Bro, you need to see a doctor. Folding your manhood in two cannot be a good idea.

And beyond any of these award nominees, pick up almost any highbrow literary book and just watch the way they describe bodies and sex. You’ll find that there’s almost always something intentionally off-putting in the description. Not to mention all the times we’ve been waiting and waiting and waiting for two characters to get it on, only to get close-doored or badly metaphor-ed.

It wasn’t always like this. Anais Nin, Henry Miller and Erica Jong are considered to be great literary figures, and they put explicit sex into their novels. Heck, even Madeleine L’Engle has a great scene in her young adult book A House Like a Lotus.

It seems to me, with absolutely no scientific evidence to back it up, that once women started writing sexy romance designed to be read by other women, the literary establishment took the general stance that bodies and sex are not to be celebrated if you want your book to be as well. The patriarchy is a foolish thing. Because every girl I know stole romance books to read as teenagers and quietly learn about how much more there is to the act than Cosmo’s position of the month — but where are the boys going to learn it?

I don’t think it’s coincidence that most of the Bad Sex nominees are men.
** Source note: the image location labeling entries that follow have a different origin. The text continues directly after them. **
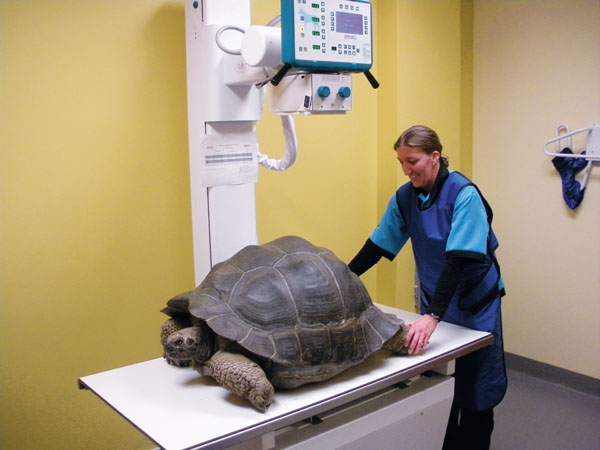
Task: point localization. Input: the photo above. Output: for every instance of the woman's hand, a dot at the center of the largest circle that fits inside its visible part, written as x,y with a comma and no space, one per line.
419,333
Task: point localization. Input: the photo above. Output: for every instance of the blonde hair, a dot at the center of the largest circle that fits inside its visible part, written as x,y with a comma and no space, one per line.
423,138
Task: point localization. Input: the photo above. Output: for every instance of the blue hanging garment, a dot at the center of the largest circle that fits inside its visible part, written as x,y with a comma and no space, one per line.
568,168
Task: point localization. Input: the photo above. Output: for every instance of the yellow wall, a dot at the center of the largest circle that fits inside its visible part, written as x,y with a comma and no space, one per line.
537,65
95,228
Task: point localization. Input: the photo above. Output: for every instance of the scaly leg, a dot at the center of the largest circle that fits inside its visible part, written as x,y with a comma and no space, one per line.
242,376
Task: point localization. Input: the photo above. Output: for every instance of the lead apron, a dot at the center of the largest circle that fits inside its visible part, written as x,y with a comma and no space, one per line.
480,377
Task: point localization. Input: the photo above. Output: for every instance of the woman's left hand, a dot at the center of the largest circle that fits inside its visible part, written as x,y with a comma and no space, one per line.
419,333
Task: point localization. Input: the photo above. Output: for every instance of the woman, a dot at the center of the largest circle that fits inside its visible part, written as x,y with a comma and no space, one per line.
449,224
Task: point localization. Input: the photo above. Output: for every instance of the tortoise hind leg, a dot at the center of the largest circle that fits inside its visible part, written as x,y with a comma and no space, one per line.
242,376
396,342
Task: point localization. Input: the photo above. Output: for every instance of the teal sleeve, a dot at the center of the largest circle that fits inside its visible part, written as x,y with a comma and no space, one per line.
390,234
469,231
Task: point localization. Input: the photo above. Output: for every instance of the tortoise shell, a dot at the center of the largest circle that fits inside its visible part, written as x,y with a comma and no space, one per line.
297,307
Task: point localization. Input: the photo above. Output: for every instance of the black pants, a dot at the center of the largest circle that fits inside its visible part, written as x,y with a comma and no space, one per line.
469,430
Publishers of America, I implore you. Dudes have to learn this stuff somewhere, and porn is really not the way to learn about anything but interesting camera angles. You gotta put the banging back in our books.
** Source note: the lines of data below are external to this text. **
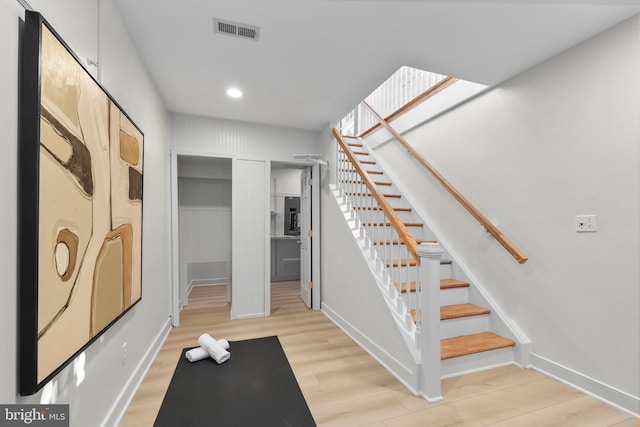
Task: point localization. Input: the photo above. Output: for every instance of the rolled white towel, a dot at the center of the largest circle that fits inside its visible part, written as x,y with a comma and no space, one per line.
200,353
215,350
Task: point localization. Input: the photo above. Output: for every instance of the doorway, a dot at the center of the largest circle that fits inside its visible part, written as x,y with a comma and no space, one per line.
201,225
292,245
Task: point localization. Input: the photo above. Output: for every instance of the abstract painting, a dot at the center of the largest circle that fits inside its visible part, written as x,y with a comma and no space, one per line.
80,179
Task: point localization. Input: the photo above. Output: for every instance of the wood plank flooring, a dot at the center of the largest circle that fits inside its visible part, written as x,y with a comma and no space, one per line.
344,386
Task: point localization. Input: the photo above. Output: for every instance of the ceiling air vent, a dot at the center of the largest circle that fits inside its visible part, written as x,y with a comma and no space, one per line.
236,29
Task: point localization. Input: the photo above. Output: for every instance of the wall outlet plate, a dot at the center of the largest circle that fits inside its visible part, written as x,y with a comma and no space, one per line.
586,223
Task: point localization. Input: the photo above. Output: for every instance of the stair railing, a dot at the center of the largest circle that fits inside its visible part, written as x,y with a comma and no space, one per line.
385,233
491,229
399,257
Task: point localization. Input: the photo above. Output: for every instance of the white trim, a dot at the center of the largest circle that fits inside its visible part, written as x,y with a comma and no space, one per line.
248,316
402,373
316,182
608,394
175,241
119,407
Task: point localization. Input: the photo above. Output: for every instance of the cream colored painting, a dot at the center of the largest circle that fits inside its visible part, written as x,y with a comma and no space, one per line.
89,203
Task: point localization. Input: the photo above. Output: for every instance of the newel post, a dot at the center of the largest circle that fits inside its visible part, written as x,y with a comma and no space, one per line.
430,380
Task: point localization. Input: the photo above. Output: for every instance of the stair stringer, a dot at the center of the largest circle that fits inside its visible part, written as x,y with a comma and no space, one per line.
393,300
478,294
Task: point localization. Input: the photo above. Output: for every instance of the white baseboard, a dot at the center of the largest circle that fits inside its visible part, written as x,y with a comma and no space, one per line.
406,375
590,386
121,404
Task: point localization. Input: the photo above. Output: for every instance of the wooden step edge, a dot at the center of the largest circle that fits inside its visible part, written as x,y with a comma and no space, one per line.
405,287
375,208
471,344
391,196
380,183
458,311
452,284
401,263
388,224
396,242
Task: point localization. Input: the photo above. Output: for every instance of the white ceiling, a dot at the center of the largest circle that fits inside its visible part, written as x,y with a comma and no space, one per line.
316,59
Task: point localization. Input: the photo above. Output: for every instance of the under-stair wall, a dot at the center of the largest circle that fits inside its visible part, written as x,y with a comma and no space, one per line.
350,296
557,141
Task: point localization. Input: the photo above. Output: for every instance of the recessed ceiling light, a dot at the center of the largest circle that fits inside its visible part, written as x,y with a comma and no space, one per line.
234,92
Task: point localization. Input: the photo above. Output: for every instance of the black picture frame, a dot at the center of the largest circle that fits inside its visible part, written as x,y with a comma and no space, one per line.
80,181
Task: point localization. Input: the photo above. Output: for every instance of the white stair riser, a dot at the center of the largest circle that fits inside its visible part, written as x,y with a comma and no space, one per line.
464,326
476,362
446,271
454,296
447,297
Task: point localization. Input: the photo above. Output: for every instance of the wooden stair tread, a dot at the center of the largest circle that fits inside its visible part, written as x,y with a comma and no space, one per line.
364,162
444,284
380,183
391,196
401,263
458,311
396,242
375,208
470,344
388,224
452,283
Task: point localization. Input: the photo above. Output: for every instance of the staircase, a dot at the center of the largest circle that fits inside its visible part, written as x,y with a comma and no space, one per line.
467,342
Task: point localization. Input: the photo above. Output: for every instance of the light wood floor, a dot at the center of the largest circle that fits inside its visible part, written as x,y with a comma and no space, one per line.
344,386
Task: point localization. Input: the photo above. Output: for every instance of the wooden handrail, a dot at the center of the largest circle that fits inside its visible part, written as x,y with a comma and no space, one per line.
492,229
442,84
393,217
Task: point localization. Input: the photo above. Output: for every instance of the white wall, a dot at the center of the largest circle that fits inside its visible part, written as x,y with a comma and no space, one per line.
351,297
205,231
557,141
285,182
99,399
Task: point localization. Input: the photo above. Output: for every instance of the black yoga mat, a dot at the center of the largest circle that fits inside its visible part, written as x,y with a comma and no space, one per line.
255,387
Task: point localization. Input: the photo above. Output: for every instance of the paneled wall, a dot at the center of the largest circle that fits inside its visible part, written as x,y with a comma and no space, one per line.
205,232
252,147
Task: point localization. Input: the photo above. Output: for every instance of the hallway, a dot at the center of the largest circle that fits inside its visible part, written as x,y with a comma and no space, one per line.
344,386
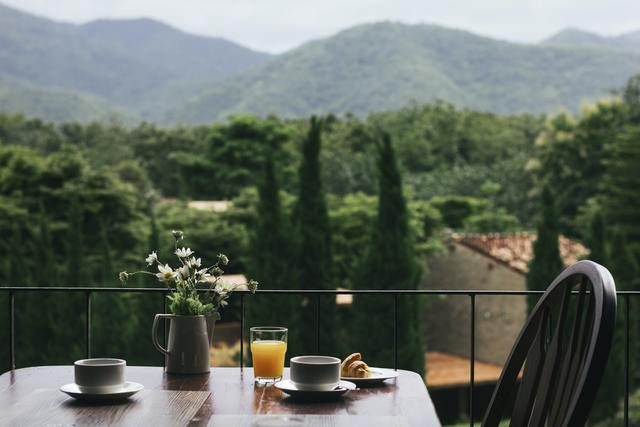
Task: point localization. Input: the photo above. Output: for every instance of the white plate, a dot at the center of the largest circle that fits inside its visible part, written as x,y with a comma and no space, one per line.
377,376
128,389
290,388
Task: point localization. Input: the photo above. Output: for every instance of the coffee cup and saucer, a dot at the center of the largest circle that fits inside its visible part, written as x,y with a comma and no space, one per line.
315,378
100,380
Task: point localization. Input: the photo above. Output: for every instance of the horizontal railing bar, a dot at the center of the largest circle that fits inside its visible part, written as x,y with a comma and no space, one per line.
467,292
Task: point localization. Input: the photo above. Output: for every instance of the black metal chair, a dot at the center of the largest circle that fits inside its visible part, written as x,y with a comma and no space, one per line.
555,367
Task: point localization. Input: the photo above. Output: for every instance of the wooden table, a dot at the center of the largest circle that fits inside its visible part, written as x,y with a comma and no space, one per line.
226,397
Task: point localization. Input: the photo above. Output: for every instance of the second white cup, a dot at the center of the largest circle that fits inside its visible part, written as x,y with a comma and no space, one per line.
315,373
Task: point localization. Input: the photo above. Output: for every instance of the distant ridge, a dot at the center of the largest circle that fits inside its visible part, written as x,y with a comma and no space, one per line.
577,37
386,65
145,69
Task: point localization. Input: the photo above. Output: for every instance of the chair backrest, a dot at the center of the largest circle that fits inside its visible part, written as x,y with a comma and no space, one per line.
554,370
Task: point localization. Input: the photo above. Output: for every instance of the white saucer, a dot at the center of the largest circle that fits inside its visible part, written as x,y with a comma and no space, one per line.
128,389
377,376
290,388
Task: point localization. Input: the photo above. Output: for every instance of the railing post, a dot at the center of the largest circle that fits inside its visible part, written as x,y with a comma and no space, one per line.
12,331
317,322
242,332
626,361
165,335
395,331
472,357
88,324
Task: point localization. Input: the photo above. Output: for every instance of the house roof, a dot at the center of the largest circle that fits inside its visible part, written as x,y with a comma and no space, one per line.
446,370
516,249
203,205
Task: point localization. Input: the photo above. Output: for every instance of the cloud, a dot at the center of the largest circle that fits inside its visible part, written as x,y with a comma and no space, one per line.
278,25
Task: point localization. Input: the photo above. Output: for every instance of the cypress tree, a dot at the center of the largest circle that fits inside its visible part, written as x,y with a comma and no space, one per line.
46,272
622,185
270,255
597,239
74,252
621,207
546,263
389,263
106,269
313,258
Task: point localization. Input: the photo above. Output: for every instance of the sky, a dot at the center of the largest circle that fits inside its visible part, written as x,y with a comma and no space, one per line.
278,25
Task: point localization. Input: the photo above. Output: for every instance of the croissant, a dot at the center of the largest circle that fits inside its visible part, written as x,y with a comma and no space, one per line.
344,367
358,369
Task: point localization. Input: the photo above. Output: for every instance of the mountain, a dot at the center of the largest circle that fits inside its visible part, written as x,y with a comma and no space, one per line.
577,37
387,65
128,63
55,104
144,69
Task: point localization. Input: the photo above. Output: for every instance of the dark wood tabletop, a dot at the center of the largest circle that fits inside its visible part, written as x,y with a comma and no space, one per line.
227,396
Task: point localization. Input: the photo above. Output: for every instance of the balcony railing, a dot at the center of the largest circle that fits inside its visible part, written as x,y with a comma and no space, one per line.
393,294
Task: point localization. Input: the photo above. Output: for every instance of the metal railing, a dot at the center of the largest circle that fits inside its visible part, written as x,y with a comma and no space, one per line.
316,294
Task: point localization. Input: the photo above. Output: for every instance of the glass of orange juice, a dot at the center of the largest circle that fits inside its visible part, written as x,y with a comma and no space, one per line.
268,346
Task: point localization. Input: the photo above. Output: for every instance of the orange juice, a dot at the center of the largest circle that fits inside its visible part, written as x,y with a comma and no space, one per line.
268,358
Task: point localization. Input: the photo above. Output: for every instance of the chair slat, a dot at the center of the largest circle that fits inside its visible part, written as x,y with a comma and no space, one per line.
530,378
571,366
563,348
546,393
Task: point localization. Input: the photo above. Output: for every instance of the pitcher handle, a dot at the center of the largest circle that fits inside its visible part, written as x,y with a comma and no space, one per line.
154,332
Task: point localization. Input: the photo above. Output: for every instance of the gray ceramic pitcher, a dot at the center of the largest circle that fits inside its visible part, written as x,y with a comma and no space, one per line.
190,337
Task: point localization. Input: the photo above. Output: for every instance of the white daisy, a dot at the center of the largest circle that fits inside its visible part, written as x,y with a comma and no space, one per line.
152,258
166,273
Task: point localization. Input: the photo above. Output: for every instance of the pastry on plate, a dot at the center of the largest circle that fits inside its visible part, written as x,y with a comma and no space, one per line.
354,367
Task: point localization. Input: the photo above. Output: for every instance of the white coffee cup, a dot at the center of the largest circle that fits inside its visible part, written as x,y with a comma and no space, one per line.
99,375
315,373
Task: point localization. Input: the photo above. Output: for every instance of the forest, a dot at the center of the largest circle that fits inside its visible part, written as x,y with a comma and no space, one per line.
317,203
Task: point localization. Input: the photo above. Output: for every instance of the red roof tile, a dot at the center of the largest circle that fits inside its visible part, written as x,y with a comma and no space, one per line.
516,249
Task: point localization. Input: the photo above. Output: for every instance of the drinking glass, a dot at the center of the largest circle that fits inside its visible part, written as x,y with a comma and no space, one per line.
268,346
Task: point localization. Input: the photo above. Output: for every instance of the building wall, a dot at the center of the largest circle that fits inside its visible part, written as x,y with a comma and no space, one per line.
447,318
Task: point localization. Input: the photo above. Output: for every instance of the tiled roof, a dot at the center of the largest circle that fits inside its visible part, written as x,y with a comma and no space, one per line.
516,249
448,371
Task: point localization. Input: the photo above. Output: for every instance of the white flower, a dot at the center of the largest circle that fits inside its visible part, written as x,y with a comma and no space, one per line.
152,258
183,272
183,253
202,276
166,273
194,263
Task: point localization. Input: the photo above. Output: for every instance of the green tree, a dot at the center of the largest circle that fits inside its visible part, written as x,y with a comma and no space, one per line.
270,258
389,263
74,244
546,263
314,260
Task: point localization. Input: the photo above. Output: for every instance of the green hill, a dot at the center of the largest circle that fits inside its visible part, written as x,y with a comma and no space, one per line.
386,65
577,37
129,63
145,69
55,104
And I get it. Sex is really hard to write. There are really only so many words out there to describe the same parts and actions. But surely even a novice can come up with something more detailed than, “We fucked, we fucked, we fucked, we fucked, we fucked, we fucked.” (The Future Won’t Be Long by Jarett Kobek.) For an absolute master-class in all available sex words and descriptions, I’d highly recommend any Sierra Simone book, but particularly her New Camelot series.
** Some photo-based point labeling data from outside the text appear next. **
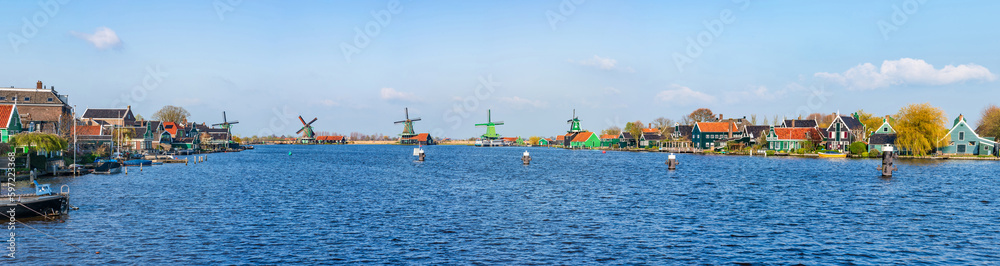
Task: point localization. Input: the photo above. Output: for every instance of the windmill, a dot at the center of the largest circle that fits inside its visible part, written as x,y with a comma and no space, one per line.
491,132
227,125
307,134
574,124
407,125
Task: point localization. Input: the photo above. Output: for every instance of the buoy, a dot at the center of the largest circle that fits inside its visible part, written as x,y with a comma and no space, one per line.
887,161
672,162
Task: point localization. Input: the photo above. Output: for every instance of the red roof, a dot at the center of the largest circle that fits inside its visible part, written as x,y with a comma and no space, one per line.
716,126
797,133
5,111
421,137
582,137
88,130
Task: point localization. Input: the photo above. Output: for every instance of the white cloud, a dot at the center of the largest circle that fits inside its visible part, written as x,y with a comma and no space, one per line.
103,38
520,103
602,63
906,71
393,94
684,96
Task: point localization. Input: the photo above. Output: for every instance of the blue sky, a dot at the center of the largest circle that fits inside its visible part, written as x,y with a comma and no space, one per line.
533,62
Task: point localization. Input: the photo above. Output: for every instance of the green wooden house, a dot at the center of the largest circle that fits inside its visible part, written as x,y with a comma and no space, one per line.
884,136
585,140
9,114
963,140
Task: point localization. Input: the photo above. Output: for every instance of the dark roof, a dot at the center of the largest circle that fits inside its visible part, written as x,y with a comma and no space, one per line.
852,122
756,130
882,139
799,123
105,113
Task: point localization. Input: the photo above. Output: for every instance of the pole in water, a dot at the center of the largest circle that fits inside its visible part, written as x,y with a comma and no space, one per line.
672,162
888,156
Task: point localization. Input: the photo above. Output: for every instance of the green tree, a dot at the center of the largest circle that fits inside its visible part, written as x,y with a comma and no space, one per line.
920,128
172,113
989,124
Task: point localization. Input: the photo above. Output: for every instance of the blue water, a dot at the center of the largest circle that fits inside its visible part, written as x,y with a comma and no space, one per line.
376,204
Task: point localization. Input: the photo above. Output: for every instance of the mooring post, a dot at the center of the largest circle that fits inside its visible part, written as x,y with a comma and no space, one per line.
672,162
888,166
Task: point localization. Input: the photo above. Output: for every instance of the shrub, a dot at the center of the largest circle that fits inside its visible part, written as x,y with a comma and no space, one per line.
857,147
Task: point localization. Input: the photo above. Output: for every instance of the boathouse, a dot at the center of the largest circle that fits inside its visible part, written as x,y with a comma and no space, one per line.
585,140
963,140
844,130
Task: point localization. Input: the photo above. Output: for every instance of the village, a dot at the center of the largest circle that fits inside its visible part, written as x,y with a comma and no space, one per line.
51,137
919,130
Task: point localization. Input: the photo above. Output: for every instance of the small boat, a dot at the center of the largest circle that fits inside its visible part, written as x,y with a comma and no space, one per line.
832,154
43,203
138,162
106,167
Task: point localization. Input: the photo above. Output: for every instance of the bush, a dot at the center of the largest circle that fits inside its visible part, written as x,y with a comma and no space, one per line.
857,147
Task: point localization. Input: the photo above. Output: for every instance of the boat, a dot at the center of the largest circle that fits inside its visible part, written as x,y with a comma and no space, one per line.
44,203
832,154
138,162
108,167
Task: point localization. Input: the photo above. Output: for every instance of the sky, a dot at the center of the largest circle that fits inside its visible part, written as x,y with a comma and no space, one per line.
355,65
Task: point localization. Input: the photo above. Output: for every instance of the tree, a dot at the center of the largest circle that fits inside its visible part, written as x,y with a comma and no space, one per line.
172,113
871,122
702,115
989,123
635,128
612,130
920,128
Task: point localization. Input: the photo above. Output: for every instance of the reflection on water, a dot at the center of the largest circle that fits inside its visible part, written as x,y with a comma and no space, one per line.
356,204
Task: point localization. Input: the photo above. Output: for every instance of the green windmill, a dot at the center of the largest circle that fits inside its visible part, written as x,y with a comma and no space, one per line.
574,124
308,136
491,130
407,125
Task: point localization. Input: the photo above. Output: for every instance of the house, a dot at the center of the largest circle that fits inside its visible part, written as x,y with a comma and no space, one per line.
625,140
791,138
885,135
585,140
109,116
963,140
844,130
331,139
651,137
799,123
609,141
704,134
41,109
419,139
11,122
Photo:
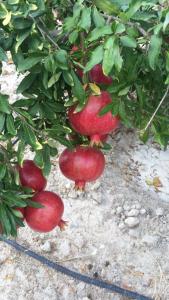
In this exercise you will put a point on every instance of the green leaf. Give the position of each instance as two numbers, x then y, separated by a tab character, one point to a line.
154	50
4	220
38	159
61	59
2	171
30	137
73	36
106	109
29	62
26	83
2	121
99	21
20	152
21	23
21	37
106	6
85	21
100	32
34	204
46	159
10	125
96	58
108	61
7	19
166	22
4	104
128	41
54	79
120	28
3	56
77	89
133	8
68	78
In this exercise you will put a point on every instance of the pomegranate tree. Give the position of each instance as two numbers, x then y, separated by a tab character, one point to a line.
49	216
83	164
89	122
31	176
122	48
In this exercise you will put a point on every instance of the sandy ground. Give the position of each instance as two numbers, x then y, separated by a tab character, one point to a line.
118	229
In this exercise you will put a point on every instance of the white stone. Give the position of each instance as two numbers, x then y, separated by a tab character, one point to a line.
132	222
143	211
119	210
134	233
46	247
64	248
122	225
150	240
126	207
159	212
81	286
132	213
138	206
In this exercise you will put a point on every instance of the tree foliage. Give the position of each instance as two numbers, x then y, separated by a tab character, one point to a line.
130	38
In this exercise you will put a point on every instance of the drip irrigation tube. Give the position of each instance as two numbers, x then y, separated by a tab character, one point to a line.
89	280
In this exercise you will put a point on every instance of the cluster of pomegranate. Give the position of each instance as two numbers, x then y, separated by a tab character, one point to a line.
82	164
47	217
85	164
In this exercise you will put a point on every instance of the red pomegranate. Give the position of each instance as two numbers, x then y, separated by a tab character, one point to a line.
83	164
31	176
49	216
96	75
88	122
22	210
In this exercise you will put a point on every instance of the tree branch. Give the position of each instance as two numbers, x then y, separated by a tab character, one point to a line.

American Queen by Sierra Simone

Besides, sex is an integral part of human existence. What sense does it make to spend three-hundred pages describing every facet of a character’s life, but close the door on sex? I’d argue that the sex a person is having can tell you at least as much about their relationships with others and themselves as any normal therapy session. And certainly more than a few vignettes about how they make their coffee, or drink at night instead of talk to said therapist.

BB Easton

In fact, over the course of BB Easton’s series that begins with Skin and ends with the previously mentioned Suit, the sex is almost a metaphor for her life. With her first, totally screwed-up yet somehow really hot boyfriend, she’s submissive, letting him push all her boundaries in often harmful ways. By the time she meets her husband, she’s the one in control.

Follow by Tessa Bailey uses the sex scenes to subtly reinforce the way the two main characters open up to each other.

From the balcony scene (sweet heavens, the balcony scene!!!) where they can’t even see each other, to their near-sex looking at each other in a mirror, to finally doing it face-to-face. We see their emotional relationship reflected in the physical.

That’s not just good writing, that’s good psychology. You know, the sort of thing that gets praised in literary books.

So let’s put two middle fingers way up high at the patriarchal publishing system (#notallpublishers), and gift every man we know with romance novels this holiday season.

Hey, maybe I’m a sex therapist after all.